II. Handlungsempfehlung
Sofern Sie als Messeaussteller ein solches Formular erhalten, empfiehlt es sich, vor dem oben geschilderten Hintergrund genau zu prüfen, ob Sie einen kostenpflichtigen Eintrag wünschen. Ansonsten sollten Sie das übersandte Formular nicht zurücksenden.
Wenn Sie das Formular jedoch bereits unterzeichnet an Expo-Guide übersandt haben, ohne die Kostenpflicht und die Laufzeit des Vertrages erkannt zu haben, können Sie Ihre Vertragserklärung wegen arglistiger Täuschung anfechten. Die Anfechtung führt zur Unwirksamkeit des Vertrages. Sie müssen dann keine Rechnung bezahlen, auch wenn mit rechtlichen Schritten gedroht wird.
Die Anfechtungsfrist beträgt ein Jahr. Der Fristlauf beginnt, sobald Sie die Täuschung entdeckt haben. Aufgrund der hohen Forderung sollte die Anfechtungserklärung sorgfältig formuliert werden und in schriftlicher Form erfolgen. Der Zugang der Anfechtung muss im Falle des Bestreitens nachgewiesen werden können. Der Versand eines einfachen Schreibens reicht hierfür allein nicht aus, es sei denn Sie erhalten eine Empfangsbestätigung.
Zahlreiche Aussteller geben derzeit Hinweise auf das Geschäftsgebaren von Expo-Guide und raten, im Zweifelsfall einen mit der Materie vertrauten Rechtsanwalt einzuschalten.

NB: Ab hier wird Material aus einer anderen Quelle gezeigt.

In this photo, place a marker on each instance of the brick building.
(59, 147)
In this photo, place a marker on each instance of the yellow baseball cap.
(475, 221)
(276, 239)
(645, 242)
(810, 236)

III. Bei der Gelegenheit ist darauf hinzuweisen, dass ähnliche Geschäftspraktiken teilweise auch im Zusammenhang mit Adressbuchverzeichnissen oder Anzeigenverträgen zu beobachten sind (z. B. Telefonbuchverlag, Regionales Branchenbuch, Regionales Ärztebuch, etc.). Hier ist ebenfalls Vorsicht geboten und, soweit die Jahresfrist nicht versäumt wurde, eine Anfechtung zu erklären.
Unter Umständen kann eine schon erbrachte Zahlung klageweise zurückerlangt werden. Ferner kommen Regressansprüche aufgrund angefallener Anwaltskosten in Betracht. Derartige Überlegungen sind angebracht, wenn der Gegner seinen Sitz in Deutschland hat.